Nvidia ships nsight system which tracks larger system wide metrics, and nsight compute which is more focused on profiling execution. You can run it against a script like so:
ncu -o profile_results python test.py
The tool comes with a nice GUI for inspecting the results. It can show you the PTX or SASS source for the kernels, offers metrics like actively used registers (good for checking on register spilling), and calls out warnings on poor utilization or memory clashes.

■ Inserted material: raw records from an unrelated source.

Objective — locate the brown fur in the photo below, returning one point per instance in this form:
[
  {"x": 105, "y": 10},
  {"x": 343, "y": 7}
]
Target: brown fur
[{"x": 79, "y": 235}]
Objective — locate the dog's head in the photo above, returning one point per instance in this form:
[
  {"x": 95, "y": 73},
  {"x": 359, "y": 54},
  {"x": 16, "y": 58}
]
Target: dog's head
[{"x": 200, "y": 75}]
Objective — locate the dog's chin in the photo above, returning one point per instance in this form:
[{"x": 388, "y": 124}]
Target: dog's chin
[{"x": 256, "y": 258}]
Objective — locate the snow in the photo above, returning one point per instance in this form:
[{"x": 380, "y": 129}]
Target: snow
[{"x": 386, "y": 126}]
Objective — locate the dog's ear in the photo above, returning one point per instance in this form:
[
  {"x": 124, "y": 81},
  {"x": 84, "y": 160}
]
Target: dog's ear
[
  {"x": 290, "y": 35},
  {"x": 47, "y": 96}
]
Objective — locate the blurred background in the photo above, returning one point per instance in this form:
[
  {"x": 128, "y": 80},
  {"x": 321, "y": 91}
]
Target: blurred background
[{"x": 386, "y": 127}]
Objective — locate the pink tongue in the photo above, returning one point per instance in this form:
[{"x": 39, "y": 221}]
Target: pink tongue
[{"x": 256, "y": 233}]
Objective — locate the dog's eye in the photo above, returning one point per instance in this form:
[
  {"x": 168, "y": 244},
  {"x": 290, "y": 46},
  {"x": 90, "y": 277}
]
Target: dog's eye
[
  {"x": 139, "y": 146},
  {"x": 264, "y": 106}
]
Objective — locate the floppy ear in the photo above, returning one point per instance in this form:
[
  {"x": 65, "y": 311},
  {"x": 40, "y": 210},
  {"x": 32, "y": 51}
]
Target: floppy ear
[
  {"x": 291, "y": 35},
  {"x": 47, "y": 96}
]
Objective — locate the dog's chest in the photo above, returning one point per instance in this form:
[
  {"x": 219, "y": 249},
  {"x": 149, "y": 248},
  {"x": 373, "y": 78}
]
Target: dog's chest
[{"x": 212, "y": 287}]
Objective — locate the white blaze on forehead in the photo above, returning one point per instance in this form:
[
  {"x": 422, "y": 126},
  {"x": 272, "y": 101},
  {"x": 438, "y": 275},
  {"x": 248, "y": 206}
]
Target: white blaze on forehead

Upcoming intra-kernel profiler
[tool][proton] Intra kernel profiling support by fywkevin · Pull Request #4861 · triton-lang/triton
There is an extension coming for Proton that enables profiling within kernels. This reserves a pre-allocated buffer on device and logs metrics locally, for reading out at the end of the execution. It outputs as a chrome trace for use within a wide range of dev tools. While this isn’t merged into mainline yet, you can see an example of the usage in the dev repo.